En una charla informal con Infobae, el titular de una de las mayores firmas del país afirmó que lo realmente relevante es la marcha de la actividad, y descartó el resto como detalles. En ese marco, la conversación dejó al descubierto una disputa entre enfoques dentro de la UIA: por un lado, la estética de una FATE que habría quedado rezagada ante un impulso más libertario; por otro, Lumilagro, que se movió con mayor agilidad y, tras la reconversión, volvió a recuperar competitividad.

“Competitividad” volvió a ser palabra cotizada entre los empresarios. Aunque no es inédita, cobró fuerza desde 2024, con sectores que aprovechan la reconversión gracias a ayudas oficiales —como el impulso del RIGI— y otros que siguen en la cuerda floja, aún a la espera de una síntesis macroeconómica más clara.

El alto ejecutivo señaló que el Gobierno dio pasos y sería erróneo negarlos, pero advirtió que, a medida que se acercan las elecciones, las cifras y el escenario económico se vuelven más complejos. No se trató de una crítica frontal, sino de un balance pragmático sobre el estado de la economía y la necesidad de estabilidad.

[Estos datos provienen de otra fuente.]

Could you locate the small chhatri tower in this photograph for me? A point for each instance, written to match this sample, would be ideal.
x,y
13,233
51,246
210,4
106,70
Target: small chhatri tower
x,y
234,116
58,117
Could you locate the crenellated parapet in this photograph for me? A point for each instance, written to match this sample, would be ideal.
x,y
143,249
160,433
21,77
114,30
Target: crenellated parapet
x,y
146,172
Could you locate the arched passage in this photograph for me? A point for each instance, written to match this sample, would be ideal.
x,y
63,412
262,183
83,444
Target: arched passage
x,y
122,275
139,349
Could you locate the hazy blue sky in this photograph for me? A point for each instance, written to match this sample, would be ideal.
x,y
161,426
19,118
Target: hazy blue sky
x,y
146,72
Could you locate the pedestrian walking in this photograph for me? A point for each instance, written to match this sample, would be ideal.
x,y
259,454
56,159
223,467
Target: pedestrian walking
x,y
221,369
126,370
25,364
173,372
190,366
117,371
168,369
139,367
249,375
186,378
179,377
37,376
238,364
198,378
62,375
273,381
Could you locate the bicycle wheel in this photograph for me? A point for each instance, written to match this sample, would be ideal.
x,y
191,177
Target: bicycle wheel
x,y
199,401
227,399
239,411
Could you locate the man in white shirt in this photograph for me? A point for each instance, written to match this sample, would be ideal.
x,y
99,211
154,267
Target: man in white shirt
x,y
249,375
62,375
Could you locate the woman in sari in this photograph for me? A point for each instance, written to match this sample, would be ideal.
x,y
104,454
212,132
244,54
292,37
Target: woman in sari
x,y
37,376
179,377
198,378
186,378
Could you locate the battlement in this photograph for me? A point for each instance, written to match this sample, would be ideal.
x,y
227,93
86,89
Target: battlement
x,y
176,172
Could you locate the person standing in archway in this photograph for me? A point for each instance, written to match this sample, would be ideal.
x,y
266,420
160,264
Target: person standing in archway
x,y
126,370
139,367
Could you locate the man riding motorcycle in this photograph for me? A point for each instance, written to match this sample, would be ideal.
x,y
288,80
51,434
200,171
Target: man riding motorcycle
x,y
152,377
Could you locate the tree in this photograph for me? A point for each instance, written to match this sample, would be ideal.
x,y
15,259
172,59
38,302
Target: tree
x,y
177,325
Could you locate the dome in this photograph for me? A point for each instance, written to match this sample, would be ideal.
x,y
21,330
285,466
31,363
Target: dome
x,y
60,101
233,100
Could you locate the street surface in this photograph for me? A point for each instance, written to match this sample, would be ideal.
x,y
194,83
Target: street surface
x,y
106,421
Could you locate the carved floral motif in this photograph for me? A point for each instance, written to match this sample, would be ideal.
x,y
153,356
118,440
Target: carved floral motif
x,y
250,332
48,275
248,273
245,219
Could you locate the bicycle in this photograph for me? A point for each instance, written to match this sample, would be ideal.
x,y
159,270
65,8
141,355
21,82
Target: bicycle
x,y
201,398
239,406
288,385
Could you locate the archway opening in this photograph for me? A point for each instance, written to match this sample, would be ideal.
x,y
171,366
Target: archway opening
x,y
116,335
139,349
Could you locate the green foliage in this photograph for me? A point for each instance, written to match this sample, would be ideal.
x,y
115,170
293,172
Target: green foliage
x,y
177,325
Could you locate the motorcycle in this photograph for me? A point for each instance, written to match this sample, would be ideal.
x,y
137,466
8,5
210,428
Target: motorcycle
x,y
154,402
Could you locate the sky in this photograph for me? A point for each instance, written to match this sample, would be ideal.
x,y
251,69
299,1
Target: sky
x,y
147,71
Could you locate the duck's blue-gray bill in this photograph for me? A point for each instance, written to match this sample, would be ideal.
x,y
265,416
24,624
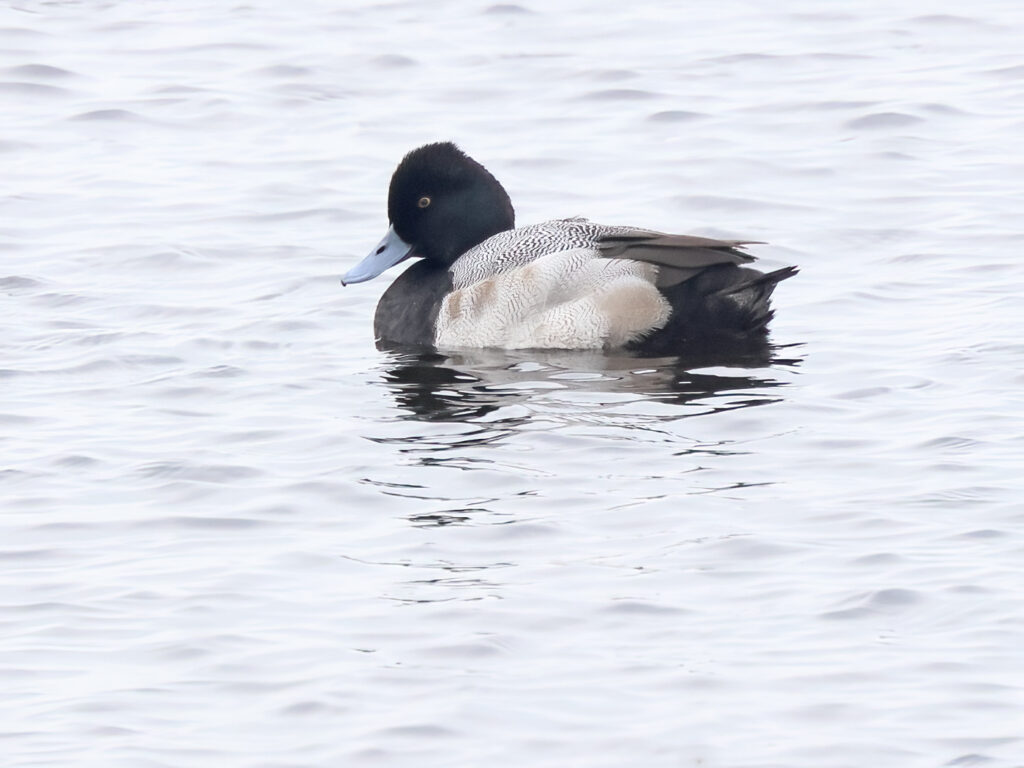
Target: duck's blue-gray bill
x,y
389,252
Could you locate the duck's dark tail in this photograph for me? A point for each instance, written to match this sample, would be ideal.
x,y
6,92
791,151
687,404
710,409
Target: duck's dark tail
x,y
723,308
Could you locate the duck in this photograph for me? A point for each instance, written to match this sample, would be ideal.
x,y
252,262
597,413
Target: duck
x,y
476,281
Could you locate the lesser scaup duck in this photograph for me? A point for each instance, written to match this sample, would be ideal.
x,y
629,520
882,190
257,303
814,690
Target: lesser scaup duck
x,y
566,284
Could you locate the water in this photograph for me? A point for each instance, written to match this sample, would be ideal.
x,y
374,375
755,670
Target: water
x,y
235,534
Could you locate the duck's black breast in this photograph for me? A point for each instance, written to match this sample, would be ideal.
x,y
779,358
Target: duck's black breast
x,y
407,312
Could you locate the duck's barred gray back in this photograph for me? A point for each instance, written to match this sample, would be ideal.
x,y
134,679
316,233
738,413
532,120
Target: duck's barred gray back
x,y
516,248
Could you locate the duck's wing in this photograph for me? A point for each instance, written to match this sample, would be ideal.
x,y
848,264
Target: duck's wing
x,y
679,257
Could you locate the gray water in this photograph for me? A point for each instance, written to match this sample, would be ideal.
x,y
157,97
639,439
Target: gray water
x,y
236,534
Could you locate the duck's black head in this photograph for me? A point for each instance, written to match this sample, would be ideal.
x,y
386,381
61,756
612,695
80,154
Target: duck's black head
x,y
442,203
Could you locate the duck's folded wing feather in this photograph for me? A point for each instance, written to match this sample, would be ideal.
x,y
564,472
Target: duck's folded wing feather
x,y
678,256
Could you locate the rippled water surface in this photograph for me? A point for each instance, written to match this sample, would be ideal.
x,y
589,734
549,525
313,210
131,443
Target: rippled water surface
x,y
236,534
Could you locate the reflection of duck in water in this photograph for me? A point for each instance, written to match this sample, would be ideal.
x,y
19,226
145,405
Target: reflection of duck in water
x,y
466,386
566,284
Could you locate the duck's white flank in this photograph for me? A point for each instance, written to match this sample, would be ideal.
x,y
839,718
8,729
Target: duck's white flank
x,y
567,300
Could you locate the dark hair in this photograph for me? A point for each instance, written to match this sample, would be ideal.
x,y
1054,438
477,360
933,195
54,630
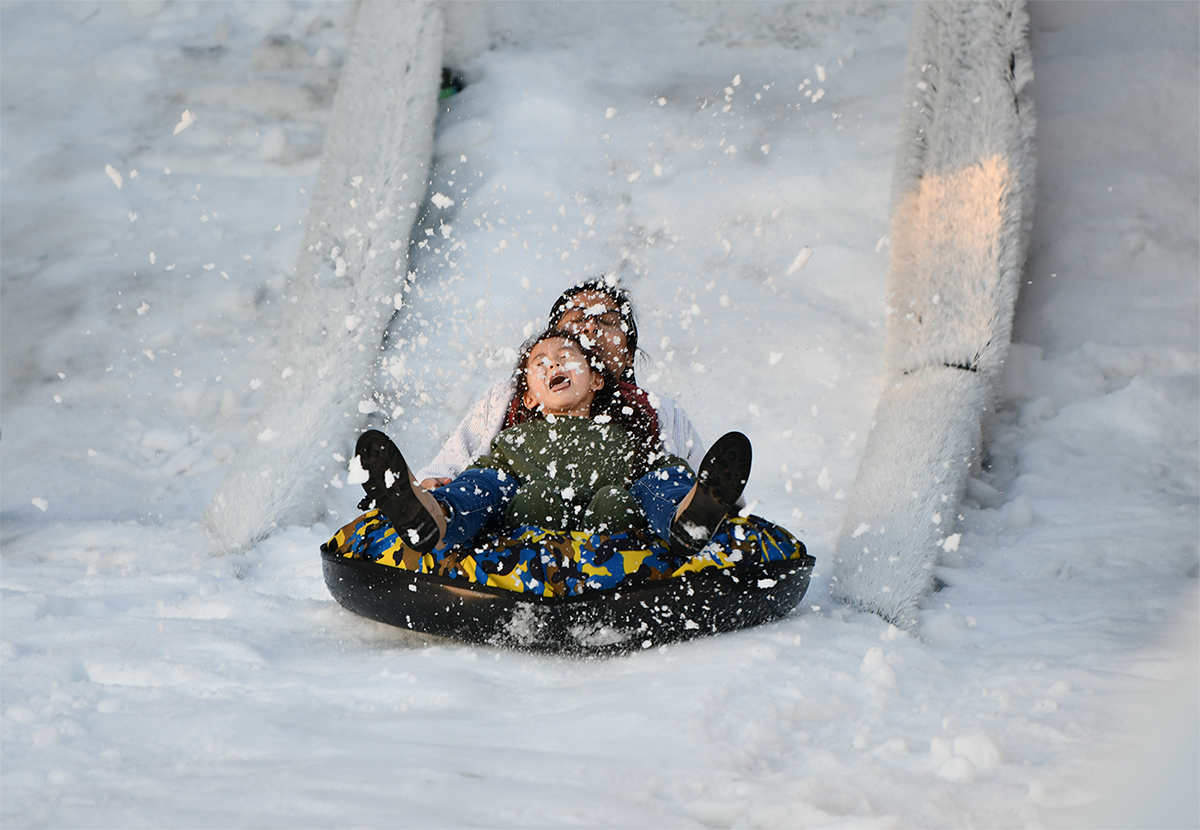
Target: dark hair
x,y
613,400
623,305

En el plano contable, la recaudación de agosto quedó cercana a la de igual mes del año anterior en términos reales; la mejora observada en junio parece desvanecerse, y firmas privadas anticipan caídas para julio respecto de junio.

La semana presentó una mezcla de tensiones internas y la cuestión Malvinas. En lo internacional, el episodio del Mundial, con Giovani Lo Celso levantando una bandera y generando cierto ruido diplomático, fue utilizado por Milei para sustentar su narrativa. Paralelamente, el Presidente realizó su segunda cadena en el mes y anunció nuevas sanciones para compañías que operen en Sea Lion, el proyecto al norte de Malvinas.

Entre las grandes multis de servicios petroleros, varias avisaron que no tienen previsto operar en esas islas para no quedar fuera de Vaca Muerta. La gestión con privados quedó en manos de la Presidencia, que también habría facilitado gestiones para YPF.

El acto de la UIA por el Día de la Industria, celebrado en Laboratorio Elea, en Malvinas Argentinas, quedó deslucido por la ausencia de respaldo gubernamental, marcando un contraste con la intensidad de la discusión pública y las otras dinámicas del día.

En síntesis, la semana dejó claro que la economía argentina encara una dicotomía entre la urgencia de sostener la actividad y un marco político que condiciona la actividad industrial.